My role: UX Designer at DigitasLBi
Team: UX/Creative Director, UX Lead Designers, Visual Designers, Business Analysts, and Project Managers
Bank of America wanted to create budgeting tools to help its customers understand their spending habits and find ways to make better financial decisions day-to-day.
Most people want to spend less, but figuring out where to start saving can be a challenge. Bank of America provides its customers with spending analysis and budgeting tools, right in their online account.
These tools let you see what categories you’re spending on, and helps find ways to cut costs. Most importantly, information is presented in an understandable, human way.
USER JOURNEY MAPPING
To create the budgeting tool, we needed to understand how people were using their accounts. Based on the data we had about the bank’s users, we created three high-level user journeys for representative user groups. These let us see when and why users were logging into their online banking accounts, and helped the team brainstorm new functionality that would be the most useful.
UI DESIGN
The budgeting tool visual design needed to be clean and inviting: financials can already be a daunting subject and we didn’t want to freak anyone out. Large, colorful graphics highlighted important basic information, with easy ways for users to dig in further.

USABILITY TESTING
Once the visual comps were in good shape, we used an Invision prototype to test on usertesting.com. We wanted to get users’ overall impressions, and gauge their ability to navigate our workflows. Overall, users enjoyed the tools and found them easy to use!
SPENDING INSIGHTS
One of the goals of the project was to bring helpful articles from Bank of America’s education site, Better Money Habits, into user accounts. We did this by creating ‘insights’ based on the user’s spending habits that would provide links to Better Money Habits articles if relevant.

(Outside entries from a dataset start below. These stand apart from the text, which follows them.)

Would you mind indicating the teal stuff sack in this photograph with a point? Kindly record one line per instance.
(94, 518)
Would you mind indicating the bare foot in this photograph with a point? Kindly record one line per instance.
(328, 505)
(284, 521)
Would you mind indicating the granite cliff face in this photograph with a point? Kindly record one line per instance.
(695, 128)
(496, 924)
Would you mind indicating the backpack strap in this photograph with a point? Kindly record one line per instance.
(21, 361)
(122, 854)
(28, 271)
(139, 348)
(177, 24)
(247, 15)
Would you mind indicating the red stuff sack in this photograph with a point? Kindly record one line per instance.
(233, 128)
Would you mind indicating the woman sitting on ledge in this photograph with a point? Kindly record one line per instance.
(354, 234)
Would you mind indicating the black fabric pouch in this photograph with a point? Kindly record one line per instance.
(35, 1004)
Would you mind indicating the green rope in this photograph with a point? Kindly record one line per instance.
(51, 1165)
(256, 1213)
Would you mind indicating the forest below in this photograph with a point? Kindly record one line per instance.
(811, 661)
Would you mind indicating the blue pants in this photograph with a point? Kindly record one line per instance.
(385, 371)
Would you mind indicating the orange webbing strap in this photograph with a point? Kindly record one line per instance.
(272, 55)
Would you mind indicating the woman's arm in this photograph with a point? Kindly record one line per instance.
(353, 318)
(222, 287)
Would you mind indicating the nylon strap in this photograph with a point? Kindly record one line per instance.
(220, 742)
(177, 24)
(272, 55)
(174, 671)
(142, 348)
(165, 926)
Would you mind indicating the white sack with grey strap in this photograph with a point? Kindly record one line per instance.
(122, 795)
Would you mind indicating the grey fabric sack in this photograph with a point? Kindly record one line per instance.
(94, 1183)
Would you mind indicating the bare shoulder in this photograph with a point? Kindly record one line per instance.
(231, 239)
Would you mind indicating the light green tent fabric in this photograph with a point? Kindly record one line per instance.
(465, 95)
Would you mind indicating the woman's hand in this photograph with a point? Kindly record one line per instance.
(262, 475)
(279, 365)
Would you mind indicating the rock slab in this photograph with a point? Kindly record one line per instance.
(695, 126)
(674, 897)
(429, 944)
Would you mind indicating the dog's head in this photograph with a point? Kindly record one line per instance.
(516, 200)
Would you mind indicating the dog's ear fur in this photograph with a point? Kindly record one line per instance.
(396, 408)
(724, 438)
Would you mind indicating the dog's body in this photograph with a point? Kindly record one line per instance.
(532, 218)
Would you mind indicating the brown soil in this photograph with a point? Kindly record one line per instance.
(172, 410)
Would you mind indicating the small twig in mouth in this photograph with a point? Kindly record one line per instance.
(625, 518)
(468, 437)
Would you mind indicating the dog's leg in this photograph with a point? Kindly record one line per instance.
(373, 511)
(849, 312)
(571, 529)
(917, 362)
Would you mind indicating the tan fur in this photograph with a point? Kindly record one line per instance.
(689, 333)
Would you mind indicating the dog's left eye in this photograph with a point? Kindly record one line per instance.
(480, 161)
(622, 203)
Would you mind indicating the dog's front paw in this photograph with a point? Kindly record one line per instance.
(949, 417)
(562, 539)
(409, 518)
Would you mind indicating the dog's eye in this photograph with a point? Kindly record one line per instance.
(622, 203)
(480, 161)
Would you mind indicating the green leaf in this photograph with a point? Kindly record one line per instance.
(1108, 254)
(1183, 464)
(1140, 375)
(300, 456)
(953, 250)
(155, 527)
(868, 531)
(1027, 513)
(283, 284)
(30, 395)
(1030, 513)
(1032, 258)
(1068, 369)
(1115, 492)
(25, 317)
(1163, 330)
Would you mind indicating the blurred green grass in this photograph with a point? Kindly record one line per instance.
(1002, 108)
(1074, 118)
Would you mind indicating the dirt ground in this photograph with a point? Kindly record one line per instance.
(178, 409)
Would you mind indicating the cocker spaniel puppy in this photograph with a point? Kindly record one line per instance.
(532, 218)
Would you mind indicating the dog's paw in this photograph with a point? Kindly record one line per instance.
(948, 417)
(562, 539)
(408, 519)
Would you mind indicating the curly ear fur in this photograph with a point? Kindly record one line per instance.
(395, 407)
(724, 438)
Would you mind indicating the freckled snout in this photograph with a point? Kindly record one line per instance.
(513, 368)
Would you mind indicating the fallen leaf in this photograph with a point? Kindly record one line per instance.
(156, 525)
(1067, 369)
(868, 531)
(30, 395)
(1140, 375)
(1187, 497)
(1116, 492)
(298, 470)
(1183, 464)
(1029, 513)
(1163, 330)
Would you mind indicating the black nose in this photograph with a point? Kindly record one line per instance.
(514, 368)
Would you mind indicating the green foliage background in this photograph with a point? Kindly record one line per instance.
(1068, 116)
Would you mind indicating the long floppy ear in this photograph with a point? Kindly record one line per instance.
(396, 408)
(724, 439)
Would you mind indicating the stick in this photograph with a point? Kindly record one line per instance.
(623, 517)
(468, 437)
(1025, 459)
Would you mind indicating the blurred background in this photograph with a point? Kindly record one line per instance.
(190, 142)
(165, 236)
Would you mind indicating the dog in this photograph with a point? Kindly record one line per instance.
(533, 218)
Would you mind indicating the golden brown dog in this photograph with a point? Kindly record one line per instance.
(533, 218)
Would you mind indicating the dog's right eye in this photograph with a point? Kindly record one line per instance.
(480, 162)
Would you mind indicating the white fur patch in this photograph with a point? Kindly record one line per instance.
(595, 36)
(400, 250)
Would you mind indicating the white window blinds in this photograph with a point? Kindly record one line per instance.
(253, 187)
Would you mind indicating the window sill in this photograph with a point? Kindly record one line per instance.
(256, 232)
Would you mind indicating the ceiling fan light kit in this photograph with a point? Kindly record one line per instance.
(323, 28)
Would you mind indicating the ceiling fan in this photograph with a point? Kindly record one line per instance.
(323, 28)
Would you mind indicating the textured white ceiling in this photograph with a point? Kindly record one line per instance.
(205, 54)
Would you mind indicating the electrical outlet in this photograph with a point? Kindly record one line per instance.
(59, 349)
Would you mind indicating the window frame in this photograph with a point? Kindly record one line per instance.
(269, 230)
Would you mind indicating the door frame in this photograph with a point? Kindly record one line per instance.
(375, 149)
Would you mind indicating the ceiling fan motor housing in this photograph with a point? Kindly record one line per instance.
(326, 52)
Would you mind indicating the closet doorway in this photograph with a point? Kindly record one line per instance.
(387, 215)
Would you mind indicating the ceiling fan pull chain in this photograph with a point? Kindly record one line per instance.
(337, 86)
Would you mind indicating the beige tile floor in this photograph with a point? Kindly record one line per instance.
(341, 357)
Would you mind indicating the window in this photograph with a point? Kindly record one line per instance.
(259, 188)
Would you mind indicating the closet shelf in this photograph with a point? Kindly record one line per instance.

We defined logic for the insights by gathering the different data points we could get on user spending, consulting with tech people to find out what was feasible, and considering what information from this we could provide to users that would be helpful.
These insights were broken down by user action. The most common actions were awareness (no immediate action, but helps the user understand their spending habits), set a budget, or save a surplus from a budgeted category. This allowed us to choose with which insights Better Money Habits content would be most relevant.
THE FINISHED PRODUCT
The budgeting tools launched in 2017 in the Bank of America app and on the online banking website.